How The EFF Lost Its Way By Defending Hate Mongers And Tunnel Rats

Freedom of SpeechFree speech is a basic human right and is essential to creativity and innovation.  But every society places limits on this, particularly when it transgresses into “hate speech” – which disparages someone or some group on the basis of race, gender, age, ethnicity, nationality, religion, sexual orientation, and so on.  Calls to violence are tolerated even less.  These often lead to jail terms.

The Electronic Frontier Foundation (EFF) has been the tech world’s champion of free speech since its inception in 1990.  I have always admired this group for defending the oppressed.  But when organizations achieve too much success, they often develop a sense of confidence and arrogance that, when unchecked, leads to their downfall.  They begin to believe they can “do no evil”.  A recent statement by the EFF makes me wonder whether it has reached this stage and needs to have its “Google China” moment. Michael Arrington wrote in 2007 that the “EFF may be getting a tad overzealous in its desire to defend our right to violate copyright and other intellectual property laws, and needs to take a step back and consider if the oppressed are now becoming the oppressor”.  I’m beginning to believe that Michael was right.

Let me explain the background of a case which the EFF has just passed judgment on so that you can decide for yourself whether this is indeed the situation.

The anti-immigrant groups and xenophobes I’ve written a lot about see the H-1B visa issue as the beachhead in their battle against skilled immigrants.  Nearly all foreign skilled professionals (such as engineers, scientists, and doctors) need this visa to work in the U.S.  As with the tax system, Medicare, and the big bailout, the H-1B visa program has its flaws and is occasionally abused.  You don’t see much visa fraud in Silicon Valley, because skills and competence are the only things that matter.  But for grunt-type IT work, cost is a bigger factor.  Most large service companies are highly ethical and go by the book. There are, however, a few shoddy body shops that bring in low-skilled workers and pay them below market wages.  These are a small minority.  Nevertheless, they make an easy target.
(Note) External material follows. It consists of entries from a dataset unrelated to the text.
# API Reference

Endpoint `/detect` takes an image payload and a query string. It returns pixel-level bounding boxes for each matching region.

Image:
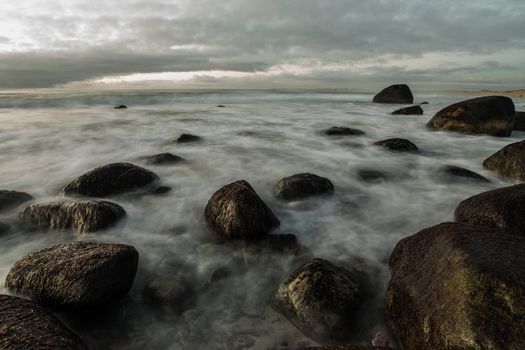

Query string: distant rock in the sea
[145,153,184,165]
[62,163,159,197]
[427,96,515,136]
[374,138,418,153]
[5,242,139,311]
[175,134,202,143]
[0,294,88,350]
[0,190,33,212]
[373,84,414,104]
[483,141,525,182]
[275,173,334,200]
[274,259,362,342]
[385,223,525,349]
[204,180,280,241]
[21,200,126,233]
[392,105,423,115]
[324,126,365,136]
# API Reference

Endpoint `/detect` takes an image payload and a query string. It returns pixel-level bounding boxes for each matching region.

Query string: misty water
[0,91,525,349]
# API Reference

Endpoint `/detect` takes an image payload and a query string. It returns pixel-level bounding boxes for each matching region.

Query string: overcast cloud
[0,0,525,88]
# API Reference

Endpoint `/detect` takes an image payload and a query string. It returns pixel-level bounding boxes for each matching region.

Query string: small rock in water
[275,173,334,200]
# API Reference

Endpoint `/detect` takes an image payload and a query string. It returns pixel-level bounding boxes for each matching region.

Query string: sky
[0,0,525,90]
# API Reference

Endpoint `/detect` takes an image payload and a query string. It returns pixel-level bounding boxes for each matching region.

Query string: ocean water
[0,91,525,350]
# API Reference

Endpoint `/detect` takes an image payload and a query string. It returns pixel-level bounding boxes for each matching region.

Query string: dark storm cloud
[0,0,525,87]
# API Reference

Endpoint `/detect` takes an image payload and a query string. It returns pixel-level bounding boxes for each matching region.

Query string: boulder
[275,173,334,200]
[483,141,525,182]
[0,295,88,350]
[439,165,490,182]
[374,138,418,153]
[21,201,126,233]
[454,184,525,236]
[5,242,139,311]
[0,190,33,212]
[385,223,525,350]
[145,153,184,165]
[204,180,280,241]
[274,259,362,342]
[373,84,414,103]
[427,96,515,136]
[324,126,365,136]
[62,163,159,197]
[392,105,423,115]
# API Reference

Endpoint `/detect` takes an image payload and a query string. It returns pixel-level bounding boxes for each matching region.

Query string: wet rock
[204,180,280,241]
[145,153,184,165]
[454,185,525,236]
[175,134,202,143]
[0,190,33,212]
[274,259,362,342]
[276,173,334,200]
[324,126,365,136]
[374,138,418,153]
[374,84,414,103]
[0,295,88,350]
[427,96,515,136]
[483,141,525,182]
[62,163,159,197]
[5,242,138,311]
[392,105,423,115]
[385,223,525,350]
[439,165,490,182]
[21,201,126,233]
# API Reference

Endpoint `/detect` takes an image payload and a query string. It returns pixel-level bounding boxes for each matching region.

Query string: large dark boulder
[483,141,525,182]
[454,185,525,236]
[62,163,159,197]
[0,295,87,350]
[0,190,33,212]
[385,223,525,350]
[5,242,139,311]
[275,173,334,200]
[274,259,362,342]
[427,96,515,136]
[373,84,414,103]
[204,180,280,241]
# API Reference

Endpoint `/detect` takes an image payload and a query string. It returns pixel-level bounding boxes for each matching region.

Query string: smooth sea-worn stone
[21,200,126,233]
[454,184,525,236]
[204,180,280,241]
[274,259,362,342]
[0,295,88,350]
[483,141,525,182]
[427,96,515,136]
[62,163,159,197]
[373,84,414,103]
[5,242,139,311]
[0,190,33,212]
[385,223,525,350]
[275,173,334,200]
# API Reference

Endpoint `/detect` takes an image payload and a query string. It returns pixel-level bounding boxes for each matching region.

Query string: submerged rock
[454,185,525,236]
[62,163,159,197]
[386,223,525,350]
[5,242,139,311]
[483,141,525,182]
[276,173,334,200]
[0,295,88,350]
[373,84,414,103]
[204,180,280,241]
[392,105,423,115]
[21,201,126,233]
[0,190,33,212]
[274,259,362,342]
[427,96,515,136]
[374,138,418,153]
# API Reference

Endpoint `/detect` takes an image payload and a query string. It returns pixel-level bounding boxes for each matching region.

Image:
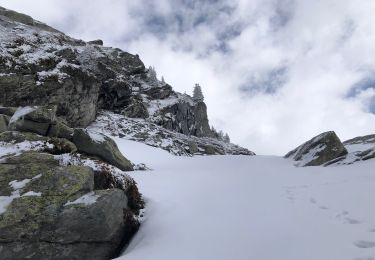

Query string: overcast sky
[0,0,375,154]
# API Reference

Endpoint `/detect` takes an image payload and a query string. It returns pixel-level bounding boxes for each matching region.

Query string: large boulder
[0,152,139,260]
[0,131,77,155]
[9,106,56,136]
[73,128,133,171]
[285,131,348,166]
[4,106,73,140]
[0,114,9,133]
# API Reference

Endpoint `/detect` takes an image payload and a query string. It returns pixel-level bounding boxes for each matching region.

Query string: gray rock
[285,131,348,166]
[0,114,9,133]
[48,120,74,140]
[0,152,140,259]
[154,100,213,137]
[73,129,133,171]
[87,39,103,46]
[121,97,149,118]
[9,106,56,136]
[343,134,375,145]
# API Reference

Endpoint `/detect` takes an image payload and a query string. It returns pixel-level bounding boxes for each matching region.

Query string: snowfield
[115,138,375,260]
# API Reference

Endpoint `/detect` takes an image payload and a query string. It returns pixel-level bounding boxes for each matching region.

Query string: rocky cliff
[0,8,212,136]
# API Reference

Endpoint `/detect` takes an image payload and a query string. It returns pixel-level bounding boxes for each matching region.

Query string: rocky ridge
[0,107,144,259]
[0,4,220,142]
[284,131,375,166]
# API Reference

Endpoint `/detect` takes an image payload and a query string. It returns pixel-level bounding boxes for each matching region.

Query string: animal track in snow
[353,240,375,248]
[345,218,362,225]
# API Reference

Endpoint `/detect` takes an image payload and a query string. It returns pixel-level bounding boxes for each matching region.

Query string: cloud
[2,0,375,154]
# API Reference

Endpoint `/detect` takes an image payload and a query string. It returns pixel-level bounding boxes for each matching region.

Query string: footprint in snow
[345,218,362,225]
[336,210,349,219]
[310,198,329,210]
[353,240,375,248]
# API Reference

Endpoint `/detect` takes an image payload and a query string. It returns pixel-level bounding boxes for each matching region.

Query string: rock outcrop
[325,135,375,166]
[89,111,255,156]
[0,8,213,137]
[0,107,144,259]
[0,152,139,259]
[285,131,348,166]
[73,129,133,171]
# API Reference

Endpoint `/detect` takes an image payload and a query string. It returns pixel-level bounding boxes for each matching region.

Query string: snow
[64,191,99,206]
[9,179,31,190]
[22,191,42,197]
[9,106,37,125]
[87,130,105,143]
[345,143,375,153]
[0,174,42,215]
[115,138,375,260]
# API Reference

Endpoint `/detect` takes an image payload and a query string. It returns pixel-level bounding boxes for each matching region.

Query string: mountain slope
[0,8,253,154]
[116,139,375,260]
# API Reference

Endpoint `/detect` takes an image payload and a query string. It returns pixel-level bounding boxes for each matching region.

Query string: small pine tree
[224,133,230,143]
[193,84,204,102]
[148,66,158,83]
[218,130,224,141]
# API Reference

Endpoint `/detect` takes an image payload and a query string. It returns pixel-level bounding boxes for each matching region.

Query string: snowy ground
[116,139,375,260]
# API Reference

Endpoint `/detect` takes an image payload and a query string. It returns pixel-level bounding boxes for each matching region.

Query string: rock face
[73,129,133,171]
[0,114,9,133]
[0,104,144,259]
[0,8,212,140]
[0,152,139,259]
[285,131,348,166]
[89,111,255,156]
[0,8,219,140]
[326,135,375,166]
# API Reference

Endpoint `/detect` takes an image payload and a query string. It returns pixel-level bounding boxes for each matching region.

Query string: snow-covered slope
[116,138,375,260]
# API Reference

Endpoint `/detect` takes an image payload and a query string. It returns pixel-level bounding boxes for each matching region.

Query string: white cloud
[1,0,375,154]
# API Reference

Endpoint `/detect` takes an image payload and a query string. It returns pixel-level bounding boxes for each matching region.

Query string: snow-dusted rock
[285,131,348,166]
[0,6,217,140]
[325,135,375,165]
[0,151,143,259]
[88,111,255,156]
[0,114,10,133]
[73,128,133,171]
One of the most vocal members of the anti-immigration alliance is a computer programmer who calls himself “Tunnel Rat” (he doesn’t have the courage to reveal his real name).  He maintains several websites including ITgrunt.com and Endh1b.com, that focus on attacking Indians, Hindus, and H-1B workers, whom he calls “curry-scented slumdogs”.  His websites are laced with racial slurs and profanity in English and Hindi and openly advocate hatred and violence.

Here are some examples from these websites.

Immediately after the massacre at the Fort Hood military base in Texas last November, which left 13 people dead and 29 wounded, Tunnel Rat put up a blog post that tried to link the killings to the H-1B program.  It said:

“American tech professionals have been forced to cower to the Indu-Invaders in I.T. because if they stood up for themselves, they would be labeled racists.  And thus, like the Feds, they said nothing, even as they were training their slumdog replacements and packing their boxes”.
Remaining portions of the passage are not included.